Ernest Greene first came to everyone’s attention when he uploaded some tracks to Myspace while living at his parents’ house in Georgia, back in 2009. His new work continues to capture the understated, rough-around-the-edges sound he built for himself in his bedroom, but also takes a thoughtful step forward, treading on the swells of orchestras and bounces of airy beats.
Although obviously more highly budgeted and carefully produced – the album was mixed by Ben Allen, who has also worked with Animal Collective and Gnarls Barkley – than earlier Washed Out material, this album still seems trapped within the four walls of its humble beginnings. With a mind-set of longing and regret carrying the listener from song to song, there is no real game-changer, no real direction; rather, the experience of listening to Within and Without is one of being bounced along by water, of being unsure where you’re going or how long it will take, although you’re enjoying the scenery. Simple tricks, samples and loops are at first tantalising, but occasionally end up over-used. The cut-off voice used on Before is initially a perfect shock, embodying those moments when something needs to be said, but you don’t remember what it is. After a while, though, if you focus too intently on the repetition, it becomes grating. Better to lie back on the raft and watch the sky, forgetting about the water that is carrying you.

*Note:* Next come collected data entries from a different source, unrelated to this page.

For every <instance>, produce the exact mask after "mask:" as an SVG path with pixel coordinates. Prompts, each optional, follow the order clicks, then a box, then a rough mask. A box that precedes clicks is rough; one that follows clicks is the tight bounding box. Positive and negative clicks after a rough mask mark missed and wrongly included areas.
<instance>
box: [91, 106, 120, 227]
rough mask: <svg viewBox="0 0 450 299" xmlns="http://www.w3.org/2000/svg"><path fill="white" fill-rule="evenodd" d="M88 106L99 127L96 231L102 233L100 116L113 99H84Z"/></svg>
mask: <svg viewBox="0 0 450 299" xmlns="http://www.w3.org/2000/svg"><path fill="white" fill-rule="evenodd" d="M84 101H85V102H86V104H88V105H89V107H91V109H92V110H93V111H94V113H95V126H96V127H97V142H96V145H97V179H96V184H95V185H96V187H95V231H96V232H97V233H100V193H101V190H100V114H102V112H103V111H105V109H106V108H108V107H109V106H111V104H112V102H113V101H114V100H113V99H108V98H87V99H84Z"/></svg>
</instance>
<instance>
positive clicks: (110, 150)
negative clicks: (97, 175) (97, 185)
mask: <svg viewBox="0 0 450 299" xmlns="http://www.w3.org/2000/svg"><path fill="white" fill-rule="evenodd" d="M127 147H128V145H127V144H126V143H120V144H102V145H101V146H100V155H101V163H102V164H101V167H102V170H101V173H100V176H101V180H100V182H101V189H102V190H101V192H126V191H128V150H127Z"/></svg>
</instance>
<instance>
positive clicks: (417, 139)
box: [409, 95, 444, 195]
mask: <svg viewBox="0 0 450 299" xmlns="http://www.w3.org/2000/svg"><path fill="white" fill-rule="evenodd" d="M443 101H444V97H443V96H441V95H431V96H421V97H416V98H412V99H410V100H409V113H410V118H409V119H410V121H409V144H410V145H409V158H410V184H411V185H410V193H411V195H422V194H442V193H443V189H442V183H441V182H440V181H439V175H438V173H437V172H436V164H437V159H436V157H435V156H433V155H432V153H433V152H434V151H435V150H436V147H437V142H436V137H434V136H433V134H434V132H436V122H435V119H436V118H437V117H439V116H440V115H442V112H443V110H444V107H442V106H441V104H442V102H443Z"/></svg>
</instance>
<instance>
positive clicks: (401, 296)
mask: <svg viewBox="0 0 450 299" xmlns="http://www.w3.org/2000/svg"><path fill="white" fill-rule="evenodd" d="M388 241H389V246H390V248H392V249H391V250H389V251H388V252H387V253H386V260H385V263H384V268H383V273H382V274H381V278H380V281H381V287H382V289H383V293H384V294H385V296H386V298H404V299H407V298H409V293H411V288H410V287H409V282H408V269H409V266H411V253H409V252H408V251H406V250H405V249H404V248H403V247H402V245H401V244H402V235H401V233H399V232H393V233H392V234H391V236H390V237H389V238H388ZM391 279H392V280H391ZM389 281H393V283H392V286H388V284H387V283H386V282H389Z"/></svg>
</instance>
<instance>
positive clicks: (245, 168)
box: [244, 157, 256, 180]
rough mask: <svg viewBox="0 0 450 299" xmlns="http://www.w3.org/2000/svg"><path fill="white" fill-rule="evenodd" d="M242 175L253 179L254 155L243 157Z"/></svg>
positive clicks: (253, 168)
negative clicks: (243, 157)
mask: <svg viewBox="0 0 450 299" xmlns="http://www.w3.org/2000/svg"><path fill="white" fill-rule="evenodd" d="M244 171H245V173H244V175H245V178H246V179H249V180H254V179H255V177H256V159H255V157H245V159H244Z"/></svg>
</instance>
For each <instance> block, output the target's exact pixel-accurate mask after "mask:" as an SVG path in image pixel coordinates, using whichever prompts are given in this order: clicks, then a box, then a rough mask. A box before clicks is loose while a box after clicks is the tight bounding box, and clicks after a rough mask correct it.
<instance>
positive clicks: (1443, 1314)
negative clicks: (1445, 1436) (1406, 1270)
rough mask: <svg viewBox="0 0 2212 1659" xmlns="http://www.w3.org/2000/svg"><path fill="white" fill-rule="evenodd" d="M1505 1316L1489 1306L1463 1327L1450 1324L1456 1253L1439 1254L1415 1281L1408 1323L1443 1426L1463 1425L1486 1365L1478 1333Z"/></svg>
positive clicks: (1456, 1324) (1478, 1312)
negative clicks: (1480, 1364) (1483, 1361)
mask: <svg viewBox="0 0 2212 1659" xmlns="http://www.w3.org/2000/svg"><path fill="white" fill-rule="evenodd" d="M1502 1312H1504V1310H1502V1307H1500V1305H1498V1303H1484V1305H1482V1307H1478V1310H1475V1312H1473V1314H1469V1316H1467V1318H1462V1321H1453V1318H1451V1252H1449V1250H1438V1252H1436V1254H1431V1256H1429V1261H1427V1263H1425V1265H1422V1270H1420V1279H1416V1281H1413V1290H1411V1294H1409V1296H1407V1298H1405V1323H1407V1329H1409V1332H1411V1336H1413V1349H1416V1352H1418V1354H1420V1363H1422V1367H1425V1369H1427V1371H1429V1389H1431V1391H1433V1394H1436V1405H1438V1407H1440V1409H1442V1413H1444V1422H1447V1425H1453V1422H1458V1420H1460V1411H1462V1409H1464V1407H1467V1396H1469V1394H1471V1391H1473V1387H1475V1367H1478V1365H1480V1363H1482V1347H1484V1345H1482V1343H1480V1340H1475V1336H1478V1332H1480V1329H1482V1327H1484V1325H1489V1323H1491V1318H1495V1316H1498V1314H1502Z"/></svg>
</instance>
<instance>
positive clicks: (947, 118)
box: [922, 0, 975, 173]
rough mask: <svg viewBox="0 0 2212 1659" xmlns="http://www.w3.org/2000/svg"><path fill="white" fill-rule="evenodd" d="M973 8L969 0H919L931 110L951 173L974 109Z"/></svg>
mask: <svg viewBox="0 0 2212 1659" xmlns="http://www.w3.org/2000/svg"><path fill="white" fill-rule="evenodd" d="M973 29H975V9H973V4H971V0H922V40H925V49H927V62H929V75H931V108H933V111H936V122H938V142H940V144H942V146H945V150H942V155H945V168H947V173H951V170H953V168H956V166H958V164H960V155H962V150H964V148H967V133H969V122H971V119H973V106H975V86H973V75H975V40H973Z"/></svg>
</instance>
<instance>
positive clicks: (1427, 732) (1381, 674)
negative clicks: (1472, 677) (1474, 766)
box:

This numbed, half-attentive effect of the album is characteristic of the chillwave, hypnagogic pop era that Washed Out sits firmly at the centre of; music that fits into our nostalgic culture of faded polaroids and vintage clothing with its hazy synths and pale vocals. Like a sepia photograph, the songs of Within and Without drift into one another in similar muted tones, and at times this makes for quiet, contemplative (some might say boring) listening. Amongst this white-washed backdrop, however, the album’s moments of genius become thrilling.
Euphoric vocals soar on Amor Fati, set against its jumpy beats and handclaps, making it a flushed moment of ecstasy in an otherwise relaxed narrative. A Dedication, meanwhile, which closes the album, sounds like a pianist playing in an empty room as the party dwindles away, and brings a new clarity to the record so suddenly that it catches in the listener’s throat. Lyrics begin to crack through the surface, becoming tangible and fresh.
The fact that most of the lyrics and tunes can’t be made out, though, seems to be Greene’s whole point. This album soundtracks summer afternoons when you’re alone and heady with nostalgia; it will bring your own memories out of you, will make them feel new again, and won’t interrupt you when you’re wholly immersed in those moments. That’s what Within and Without is – disguised as an album, it is actually a collection of moments, time-worn and well-loved, waiting to be re-lived.